I then created a numeric vector called “FareVec” which contained the results from the Fare column from our initial data frame (df). I confirmed its structure was numeric using the str() function.
I then used the cbind() function to bind the values inside “FareVec” as a column of Q11DF. I did this by wrapping the code inside the function as.data.frame(), I then re-assigned this code to the “Q11DF” variable we created earlier. I then confirmed that Q11DF was a data frame using the typeof() function. I then found out what the column names of Q11DF were using the colnames() function, I then checked the attribute names of Q11DF using the rownames() function. I then checked the first 10 attributes for all variables of “Q11DF” by using the head() function. I then confirmed the dimensions of “Q11DF” using the dim() function on Q11DF.

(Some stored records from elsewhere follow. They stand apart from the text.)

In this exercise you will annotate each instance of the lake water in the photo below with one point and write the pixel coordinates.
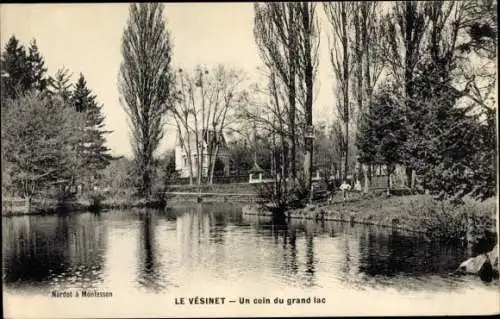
(149, 260)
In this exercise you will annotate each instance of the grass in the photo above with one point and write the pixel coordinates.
(471, 222)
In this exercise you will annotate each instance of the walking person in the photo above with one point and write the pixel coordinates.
(345, 188)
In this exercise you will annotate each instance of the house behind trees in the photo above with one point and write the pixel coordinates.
(206, 138)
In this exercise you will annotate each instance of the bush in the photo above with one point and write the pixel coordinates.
(470, 223)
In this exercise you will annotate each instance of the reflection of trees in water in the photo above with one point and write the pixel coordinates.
(310, 280)
(390, 253)
(150, 273)
(63, 250)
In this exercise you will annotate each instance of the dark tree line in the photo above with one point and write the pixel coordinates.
(446, 141)
(52, 131)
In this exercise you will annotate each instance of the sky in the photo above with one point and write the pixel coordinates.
(86, 38)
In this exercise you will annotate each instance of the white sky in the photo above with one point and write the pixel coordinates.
(87, 38)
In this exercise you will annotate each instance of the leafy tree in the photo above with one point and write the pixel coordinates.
(382, 133)
(37, 137)
(22, 71)
(92, 147)
(146, 83)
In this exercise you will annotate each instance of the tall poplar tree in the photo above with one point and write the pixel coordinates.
(146, 82)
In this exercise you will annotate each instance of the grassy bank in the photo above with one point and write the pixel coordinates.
(469, 222)
(86, 202)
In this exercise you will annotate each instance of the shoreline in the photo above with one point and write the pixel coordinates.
(420, 214)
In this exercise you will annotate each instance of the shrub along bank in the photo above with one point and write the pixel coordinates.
(471, 222)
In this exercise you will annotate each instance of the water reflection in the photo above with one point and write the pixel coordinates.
(149, 256)
(53, 251)
(193, 245)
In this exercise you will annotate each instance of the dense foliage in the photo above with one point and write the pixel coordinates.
(52, 135)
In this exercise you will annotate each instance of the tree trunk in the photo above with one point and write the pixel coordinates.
(212, 168)
(364, 167)
(388, 181)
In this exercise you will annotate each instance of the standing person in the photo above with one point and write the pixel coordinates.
(345, 188)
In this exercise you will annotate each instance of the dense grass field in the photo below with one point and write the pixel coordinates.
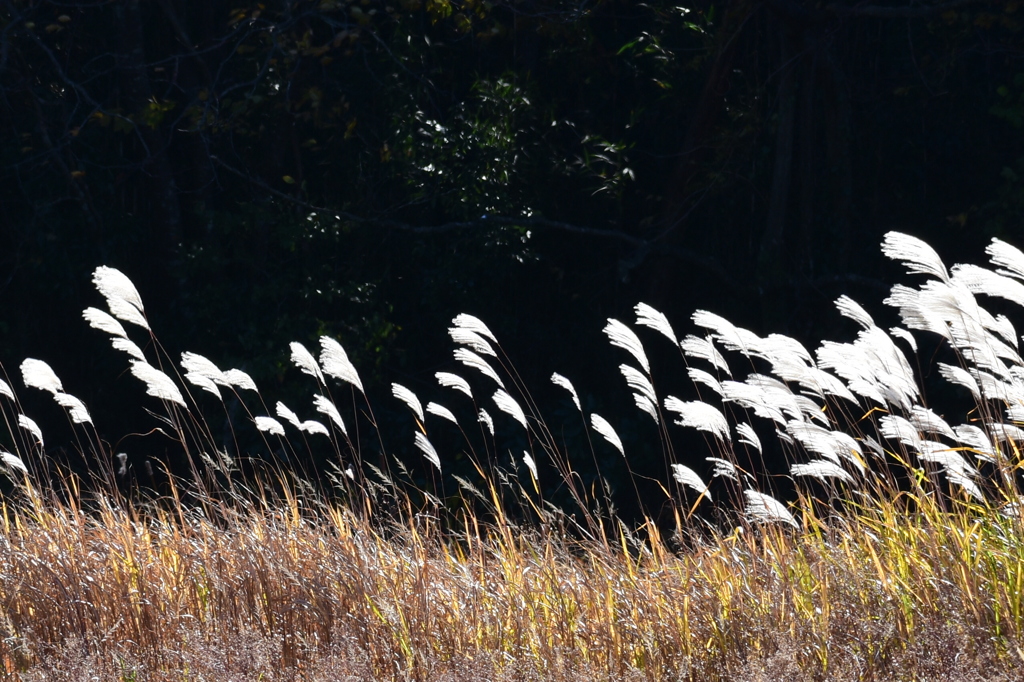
(894, 550)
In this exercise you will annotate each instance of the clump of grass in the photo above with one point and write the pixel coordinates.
(898, 553)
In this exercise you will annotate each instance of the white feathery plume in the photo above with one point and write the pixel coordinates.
(484, 419)
(700, 416)
(508, 405)
(467, 337)
(850, 308)
(474, 325)
(103, 322)
(723, 468)
(125, 311)
(686, 476)
(76, 409)
(1008, 257)
(977, 439)
(981, 281)
(927, 421)
(157, 383)
(748, 435)
(625, 338)
(336, 363)
(900, 333)
(559, 380)
(763, 508)
(705, 349)
(31, 426)
(701, 377)
(821, 469)
(282, 410)
(956, 375)
(442, 412)
(409, 397)
(530, 464)
(753, 397)
(38, 374)
(427, 449)
(638, 382)
(311, 426)
(122, 297)
(648, 316)
(915, 254)
(601, 425)
(449, 380)
(13, 462)
(469, 358)
(241, 380)
(115, 284)
(732, 337)
(644, 403)
(325, 407)
(304, 359)
(269, 425)
(128, 346)
(203, 373)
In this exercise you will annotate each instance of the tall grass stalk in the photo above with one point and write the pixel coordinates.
(894, 550)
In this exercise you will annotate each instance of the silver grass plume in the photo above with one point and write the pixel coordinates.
(822, 470)
(31, 426)
(723, 468)
(76, 409)
(311, 426)
(472, 324)
(304, 359)
(282, 410)
(449, 380)
(467, 337)
(850, 308)
(241, 380)
(428, 450)
(13, 462)
(128, 346)
(699, 416)
(559, 380)
(469, 358)
(530, 464)
(409, 397)
(269, 425)
(442, 412)
(1008, 257)
(483, 418)
(748, 435)
(336, 363)
(37, 374)
(648, 316)
(508, 405)
(686, 476)
(623, 337)
(103, 322)
(158, 384)
(693, 346)
(601, 425)
(325, 407)
(915, 254)
(763, 508)
(122, 297)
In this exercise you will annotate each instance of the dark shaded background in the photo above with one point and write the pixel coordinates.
(275, 171)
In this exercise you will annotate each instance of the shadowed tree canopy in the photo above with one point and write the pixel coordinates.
(272, 171)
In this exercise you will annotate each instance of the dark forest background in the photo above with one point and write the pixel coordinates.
(269, 172)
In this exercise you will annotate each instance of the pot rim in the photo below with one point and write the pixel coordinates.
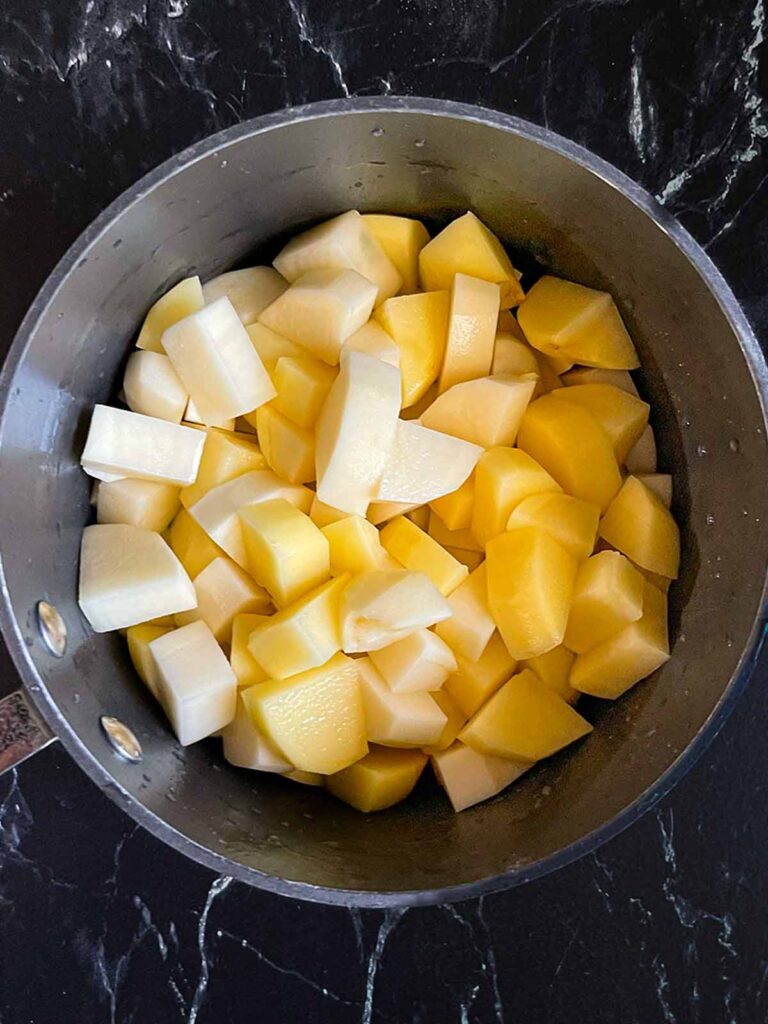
(674, 231)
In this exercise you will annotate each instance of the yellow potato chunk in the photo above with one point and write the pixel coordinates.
(401, 239)
(524, 721)
(244, 665)
(560, 317)
(467, 246)
(471, 625)
(607, 596)
(638, 524)
(623, 416)
(378, 608)
(469, 349)
(397, 719)
(554, 671)
(418, 325)
(302, 636)
(139, 638)
(225, 456)
(182, 299)
(571, 445)
(486, 412)
(354, 546)
(315, 718)
(530, 583)
(419, 662)
(612, 667)
(223, 591)
(302, 386)
(473, 682)
(569, 520)
(380, 779)
(190, 544)
(469, 777)
(504, 477)
(289, 449)
(455, 510)
(287, 553)
(416, 550)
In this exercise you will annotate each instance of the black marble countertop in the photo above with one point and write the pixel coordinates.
(101, 923)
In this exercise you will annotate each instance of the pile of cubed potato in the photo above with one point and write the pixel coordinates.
(358, 516)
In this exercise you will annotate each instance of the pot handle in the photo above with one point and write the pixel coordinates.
(23, 732)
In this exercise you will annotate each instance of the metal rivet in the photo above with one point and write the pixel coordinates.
(52, 629)
(122, 739)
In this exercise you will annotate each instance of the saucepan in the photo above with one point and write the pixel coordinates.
(229, 201)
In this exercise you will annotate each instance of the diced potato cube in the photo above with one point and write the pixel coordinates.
(152, 386)
(469, 777)
(560, 317)
(418, 325)
(355, 432)
(607, 596)
(271, 346)
(638, 524)
(455, 510)
(129, 576)
(425, 464)
(401, 239)
(197, 687)
(122, 443)
(419, 662)
(315, 718)
(474, 681)
(554, 671)
(321, 309)
(225, 456)
(524, 721)
(469, 349)
(250, 290)
(456, 722)
(485, 412)
(287, 553)
(374, 340)
(223, 591)
(569, 520)
(613, 667)
(289, 450)
(623, 417)
(139, 638)
(302, 636)
(245, 747)
(212, 353)
(244, 665)
(147, 504)
(397, 719)
(382, 778)
(217, 510)
(354, 546)
(190, 544)
(471, 625)
(416, 550)
(467, 246)
(504, 477)
(642, 458)
(342, 243)
(530, 583)
(378, 608)
(302, 386)
(182, 299)
(571, 445)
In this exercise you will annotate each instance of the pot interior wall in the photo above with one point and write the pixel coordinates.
(244, 197)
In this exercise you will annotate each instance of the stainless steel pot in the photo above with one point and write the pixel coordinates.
(236, 195)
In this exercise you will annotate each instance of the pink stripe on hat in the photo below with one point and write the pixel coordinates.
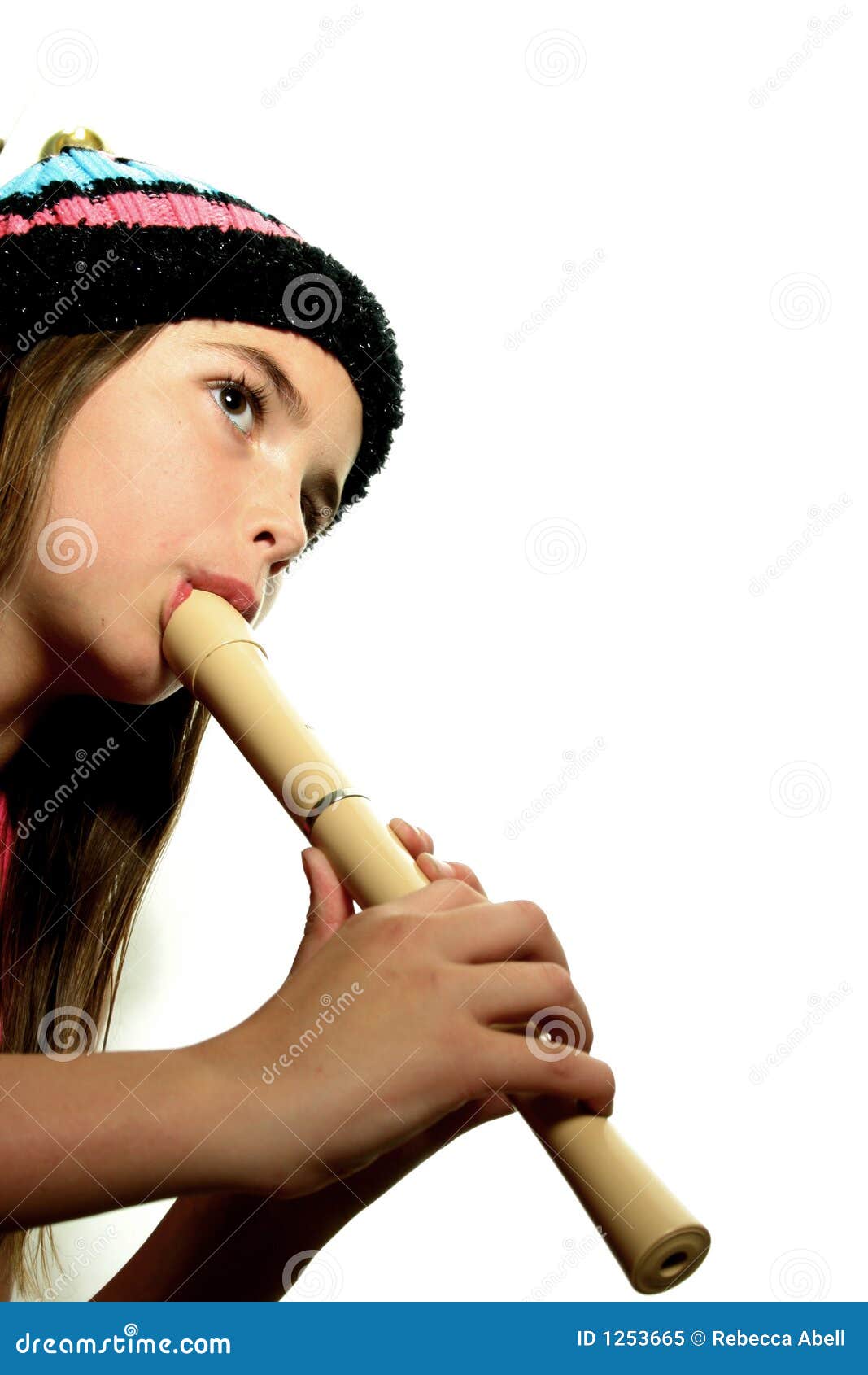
(165, 209)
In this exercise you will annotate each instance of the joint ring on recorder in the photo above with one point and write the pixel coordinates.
(307, 823)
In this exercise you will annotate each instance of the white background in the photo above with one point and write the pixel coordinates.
(561, 548)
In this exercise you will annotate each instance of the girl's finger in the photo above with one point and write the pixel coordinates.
(418, 842)
(330, 905)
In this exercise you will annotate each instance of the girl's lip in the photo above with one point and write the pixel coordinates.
(238, 594)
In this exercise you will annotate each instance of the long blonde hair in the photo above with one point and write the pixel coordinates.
(77, 879)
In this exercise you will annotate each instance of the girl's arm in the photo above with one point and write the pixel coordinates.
(95, 1132)
(236, 1247)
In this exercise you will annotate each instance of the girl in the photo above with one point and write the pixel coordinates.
(191, 395)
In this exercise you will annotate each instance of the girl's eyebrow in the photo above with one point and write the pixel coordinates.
(294, 402)
(326, 488)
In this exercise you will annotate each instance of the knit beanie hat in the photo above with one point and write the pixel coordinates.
(91, 241)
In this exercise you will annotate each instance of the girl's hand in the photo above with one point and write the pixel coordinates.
(316, 1086)
(330, 902)
(330, 905)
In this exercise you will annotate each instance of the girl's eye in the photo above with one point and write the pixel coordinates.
(236, 398)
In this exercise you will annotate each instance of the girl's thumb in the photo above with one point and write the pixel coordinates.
(329, 905)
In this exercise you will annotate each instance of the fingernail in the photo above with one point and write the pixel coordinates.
(440, 866)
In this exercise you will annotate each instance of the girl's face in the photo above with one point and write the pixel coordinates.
(167, 472)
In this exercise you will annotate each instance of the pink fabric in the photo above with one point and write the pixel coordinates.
(137, 208)
(6, 839)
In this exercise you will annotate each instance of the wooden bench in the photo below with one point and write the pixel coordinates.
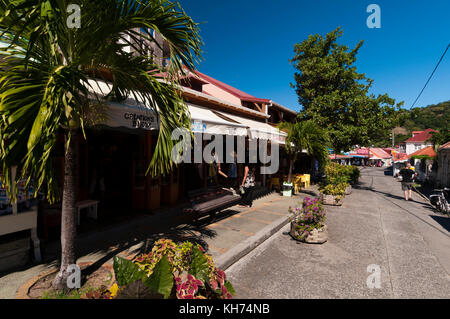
(91, 205)
(210, 201)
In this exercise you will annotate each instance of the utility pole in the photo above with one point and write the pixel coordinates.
(393, 138)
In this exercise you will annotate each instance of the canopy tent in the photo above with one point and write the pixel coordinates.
(258, 130)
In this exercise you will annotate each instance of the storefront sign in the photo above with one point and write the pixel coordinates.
(120, 115)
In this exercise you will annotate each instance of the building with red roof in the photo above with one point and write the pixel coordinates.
(276, 112)
(427, 151)
(443, 172)
(418, 141)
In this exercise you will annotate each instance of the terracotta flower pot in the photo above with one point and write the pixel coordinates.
(331, 199)
(317, 236)
(348, 190)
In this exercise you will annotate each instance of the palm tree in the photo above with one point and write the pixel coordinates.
(45, 85)
(305, 135)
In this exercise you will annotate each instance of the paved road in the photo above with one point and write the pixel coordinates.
(409, 242)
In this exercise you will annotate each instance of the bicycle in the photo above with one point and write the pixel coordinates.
(439, 200)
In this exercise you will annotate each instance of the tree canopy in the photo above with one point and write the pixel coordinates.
(336, 97)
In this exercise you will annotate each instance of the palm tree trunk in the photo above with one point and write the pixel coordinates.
(68, 215)
(291, 164)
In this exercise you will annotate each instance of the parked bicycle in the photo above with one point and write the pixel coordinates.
(439, 200)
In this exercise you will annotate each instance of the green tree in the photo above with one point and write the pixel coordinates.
(44, 86)
(305, 135)
(335, 95)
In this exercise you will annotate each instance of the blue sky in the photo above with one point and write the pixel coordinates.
(248, 43)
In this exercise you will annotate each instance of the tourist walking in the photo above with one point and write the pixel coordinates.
(407, 175)
(248, 186)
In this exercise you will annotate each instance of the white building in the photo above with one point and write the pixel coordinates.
(417, 142)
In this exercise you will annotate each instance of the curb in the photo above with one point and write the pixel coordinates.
(240, 250)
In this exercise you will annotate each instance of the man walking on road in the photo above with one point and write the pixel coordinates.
(407, 175)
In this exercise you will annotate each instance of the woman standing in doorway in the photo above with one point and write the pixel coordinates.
(248, 184)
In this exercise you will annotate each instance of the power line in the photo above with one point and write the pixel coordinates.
(448, 46)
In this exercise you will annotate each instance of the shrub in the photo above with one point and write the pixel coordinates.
(334, 190)
(338, 178)
(310, 216)
(169, 271)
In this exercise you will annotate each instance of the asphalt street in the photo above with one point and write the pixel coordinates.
(374, 229)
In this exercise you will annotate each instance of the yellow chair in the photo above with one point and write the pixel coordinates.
(306, 179)
(275, 181)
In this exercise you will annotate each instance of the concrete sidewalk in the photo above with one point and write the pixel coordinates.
(230, 236)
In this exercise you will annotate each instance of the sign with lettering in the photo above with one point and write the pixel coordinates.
(131, 117)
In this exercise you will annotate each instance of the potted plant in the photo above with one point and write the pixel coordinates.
(307, 222)
(332, 194)
(169, 271)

#Create a new data frame named Q12DF, containing one column named "ID" which contains a sequence of values from 1 to 239.
Warning messages:
1: Unknown or uninitialised column: `boat`.
2: Unknown or uninitialised column: `body`.
Q12DF <- data.frame(ID=1:239)
#Merge the two data frames using inner_join and assign it to a variable named Q12df
Q12df <- inner_join(Q11DF,Q12DF, by="ID", copy=TRUE)
Q12df
Here I created a new data frame called “Q12DF” using the data.frame() function, this data frame contained one column which was named ID and contained a sequence of numbers from 1 to 239. The same column name with the same values, in the same order, existed in our previous data frame (Q11DF). I then merged these two data frames using the inner_join() function, merging them by the “ID” columns. I also used the command copy=TRUE to copy the columns from both data frames into a new data frame, which I named “Q12df” (note the lower case df). You can see the output of the data frame Q12df above.